Non-image files attached to this report
Comments related to this report
evan.hall@LIGO.ORG - 10:47, Friday 10 April 2015 (17792)

Peter K, Jeff B, Evan H

We did some FSS diagnostics today in and around the PSL:

  • We measured the LO going into the FSS tabletop box; it is 20.0 dBm.
  • We also measured the refcav powers: with 28.3 mW incident, we have 11.8 mW transmitted immediately after the refcav. The transmission PD voltage was 1.15 V. But I think this must have been during the time at which the ISS AOM was diffracting an anomalously high amount of power, since the best transmission PD voltage we've observed is more like 1.5 V.
  • By driving the NPRO PZT with a triangle wave, we took sweeps of the error signal, the cavity transmission, and the cavity reflection.
  • We were able to entirely remove the delay line phase shifter. We replaced it with about 20 cm of extra RG58.
  • For a stable lock with a >300 kHz UGF, we had to adjust the common (PZT+EOM) and fast (PZT) gains to 26 dB and 21 dB, respectively (they were 30 dB and 15 dB) before. As we were leaving we noticed the loop started to oscillate, so we backed off the common gain to 24 dB instead.

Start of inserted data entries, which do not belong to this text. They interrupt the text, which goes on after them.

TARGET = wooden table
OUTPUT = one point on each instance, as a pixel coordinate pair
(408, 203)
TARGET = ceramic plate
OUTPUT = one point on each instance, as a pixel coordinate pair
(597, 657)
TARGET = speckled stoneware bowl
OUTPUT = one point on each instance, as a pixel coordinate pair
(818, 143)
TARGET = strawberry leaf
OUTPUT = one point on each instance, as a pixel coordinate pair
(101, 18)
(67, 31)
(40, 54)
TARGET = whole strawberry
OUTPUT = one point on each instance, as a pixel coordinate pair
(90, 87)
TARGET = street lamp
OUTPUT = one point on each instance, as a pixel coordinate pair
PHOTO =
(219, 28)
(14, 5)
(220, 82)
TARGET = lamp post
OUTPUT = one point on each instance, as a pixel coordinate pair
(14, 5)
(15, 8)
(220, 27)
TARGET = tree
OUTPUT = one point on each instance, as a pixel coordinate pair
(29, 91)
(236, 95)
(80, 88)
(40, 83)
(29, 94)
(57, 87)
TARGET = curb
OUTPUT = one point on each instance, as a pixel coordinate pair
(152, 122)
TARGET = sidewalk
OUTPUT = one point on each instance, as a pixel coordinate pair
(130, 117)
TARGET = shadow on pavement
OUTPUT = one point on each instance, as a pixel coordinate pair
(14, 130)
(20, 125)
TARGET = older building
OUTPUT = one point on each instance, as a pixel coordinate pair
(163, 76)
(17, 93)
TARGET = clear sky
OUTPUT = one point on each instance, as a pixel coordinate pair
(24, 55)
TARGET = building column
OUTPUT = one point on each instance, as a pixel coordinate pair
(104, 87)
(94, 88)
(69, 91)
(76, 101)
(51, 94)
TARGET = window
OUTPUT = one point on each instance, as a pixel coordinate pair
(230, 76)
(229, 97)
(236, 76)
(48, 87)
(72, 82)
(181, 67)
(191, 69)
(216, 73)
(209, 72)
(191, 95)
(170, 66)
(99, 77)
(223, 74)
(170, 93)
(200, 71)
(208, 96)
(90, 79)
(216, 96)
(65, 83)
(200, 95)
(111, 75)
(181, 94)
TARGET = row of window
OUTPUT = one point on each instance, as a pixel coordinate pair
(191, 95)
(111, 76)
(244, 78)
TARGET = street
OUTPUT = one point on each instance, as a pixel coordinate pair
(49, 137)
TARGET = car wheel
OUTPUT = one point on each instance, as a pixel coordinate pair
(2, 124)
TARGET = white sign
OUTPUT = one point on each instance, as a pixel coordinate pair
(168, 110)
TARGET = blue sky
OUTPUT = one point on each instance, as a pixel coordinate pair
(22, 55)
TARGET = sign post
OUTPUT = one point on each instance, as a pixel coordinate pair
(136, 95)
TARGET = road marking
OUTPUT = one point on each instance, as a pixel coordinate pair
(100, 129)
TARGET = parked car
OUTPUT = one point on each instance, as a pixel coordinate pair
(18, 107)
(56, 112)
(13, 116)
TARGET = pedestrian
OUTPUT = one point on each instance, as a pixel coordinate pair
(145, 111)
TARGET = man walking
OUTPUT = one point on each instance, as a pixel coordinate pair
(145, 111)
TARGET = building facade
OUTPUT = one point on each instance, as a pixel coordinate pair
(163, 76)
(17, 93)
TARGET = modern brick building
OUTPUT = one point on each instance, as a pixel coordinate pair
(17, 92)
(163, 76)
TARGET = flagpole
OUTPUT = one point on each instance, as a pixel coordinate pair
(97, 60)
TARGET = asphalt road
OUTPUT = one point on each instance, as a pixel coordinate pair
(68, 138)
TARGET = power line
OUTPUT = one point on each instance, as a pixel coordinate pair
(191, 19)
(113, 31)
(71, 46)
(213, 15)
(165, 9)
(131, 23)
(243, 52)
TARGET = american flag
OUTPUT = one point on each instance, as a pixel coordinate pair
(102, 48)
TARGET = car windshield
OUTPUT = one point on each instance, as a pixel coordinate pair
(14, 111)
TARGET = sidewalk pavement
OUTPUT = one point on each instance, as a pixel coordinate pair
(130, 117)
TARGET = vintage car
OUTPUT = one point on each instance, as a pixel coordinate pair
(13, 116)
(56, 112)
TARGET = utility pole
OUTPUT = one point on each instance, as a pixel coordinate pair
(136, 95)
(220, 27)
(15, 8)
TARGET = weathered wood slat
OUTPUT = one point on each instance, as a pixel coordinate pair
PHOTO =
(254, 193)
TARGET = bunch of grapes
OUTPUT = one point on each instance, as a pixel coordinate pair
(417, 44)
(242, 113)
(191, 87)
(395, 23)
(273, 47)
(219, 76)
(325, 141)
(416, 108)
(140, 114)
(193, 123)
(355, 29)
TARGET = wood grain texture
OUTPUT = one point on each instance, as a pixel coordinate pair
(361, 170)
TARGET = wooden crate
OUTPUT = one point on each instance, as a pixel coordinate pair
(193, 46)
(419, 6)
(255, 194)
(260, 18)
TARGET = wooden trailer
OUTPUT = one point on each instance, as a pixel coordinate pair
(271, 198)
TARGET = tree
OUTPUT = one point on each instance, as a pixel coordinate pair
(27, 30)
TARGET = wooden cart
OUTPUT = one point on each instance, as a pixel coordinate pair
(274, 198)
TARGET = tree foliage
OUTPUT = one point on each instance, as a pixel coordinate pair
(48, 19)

Originally there was 14.5 dBm of 21.5 MHz drive going into the delay line, and 8.1 dBm coming out (and thus going to the EOM). So we have won back almost 6 dB of drive to the EOM. That's roughly consisent with the extra headroom we now have on the common gain slider.

However, I do not understand why we had to adjust the fast gain after removing the delay line. With 26 dB common and 15 dB fast, we saw a broad peak in the transfer function around 50 kHz or so, and we increased the fast gain to 21 dB to suppress it. So perhaps removing the delay line shifted the crossover frequency.

A new OLTF is attached (at 26 dB of common gain), along with the error signal and cavity sweeps that we took (which are now outdated).

Non-image files attached to this comment
evan.hall@LIGO.ORG - 15:39, Thursday 03 December 2015 (23910)

Using data (scope_7.csv) in the above attachment, we find that the PSL NPRO PZT actuation coefficient is 1.3 MHz/V [ = 21.5 MHz / (7.11 V + 9.09 V)].